In 2009, the market for integrated hotline and case management solutions was approximately $75 million. However, one analyst has posited that the addressable market is $5 billion, with the difference being the prevalence of spreadsheets, homegrown databases, and ad hoc processes. EthicsPoint says that this $5 billion claim is defensible: Sarbanes-Oxley mandates that every public company provide a mechanism for employees and others to anonymously report potential financial misconduct. This mechanism, however, does not have to be outsourced to a provider such as EthicsPoint, and it is estimated that more than 30% continue to operate internally. What’s more, both public and private companies as well as not-for-profits and educational institutions have numerous areas to monitor: discrimination, harassment, pollution, labor policies, badge access, student safety, NCAA compliance for athletes, research regulations, corporate social responsibility (CSR), and donor regulations, to name a few.
EthicsPoint is currently profitable. On a GAAP basis, 2009 revenue was $15.88 million (~23% YoY growth). Revenues have grown approximately 350% over the past five years and EthicsPoint has consistently been one of the fastest-growing companies in Oregon.

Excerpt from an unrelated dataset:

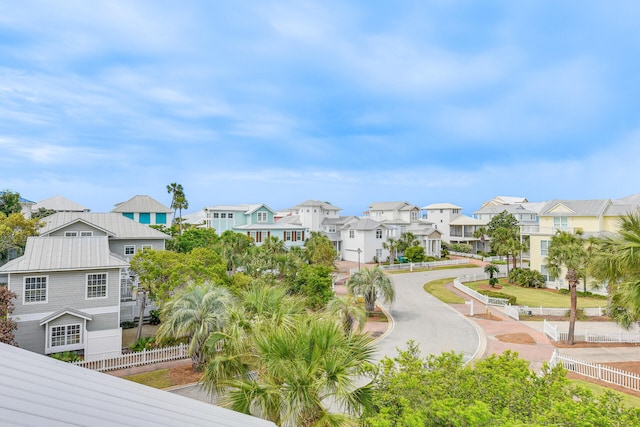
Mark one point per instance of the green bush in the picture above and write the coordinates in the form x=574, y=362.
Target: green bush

The past two years have been especially good: EthicsPoint added more than 50 employees and has begun 2010 well above budgeted revenue projections. The company’s historical average for customer renewal exceeds 96% (98% in 2009) on a client basis. All investments ($4.1 million) were seed and angel investors, each of whom owns no more than 10% of the company. No institutional funding was used. EthicsPoint is growing at a double-digit rate and has no current plans to raise any money.
EthicsPoint currently has more than 2,300 customers across a range of industries from aerospace and defense to media and communications. Banking and financial services clients are the most heavily represented, and there are a significant number of clients in education; healthcare, pharmaceuticals, and life sciences; and construction and manufacturing. Customers range from Fortune 100 to small publicly- and privately-held companies.
EthicsPoint operates in a crowded, rapidly growing market. As the Portland Business Journal points out, there are more than 500 competitors. But EthicsPoint believes it has a first-mover advantage in various aspects of its service: integration of the hotline with other incidents, customized Web reports, reporting via cell phones and handheld devices, software and services to address European Union data privacy laws, and a data center outside of the United States for foreign companies storing confidential data within its borders.
The company plans to grow organically and through acquisitions and is investing in expansion to international markets for the core business. While there are no immediate plans for an exit, “Consolidation is a fact of life,” says Childers, who realizes the company could be an acquisition target itself.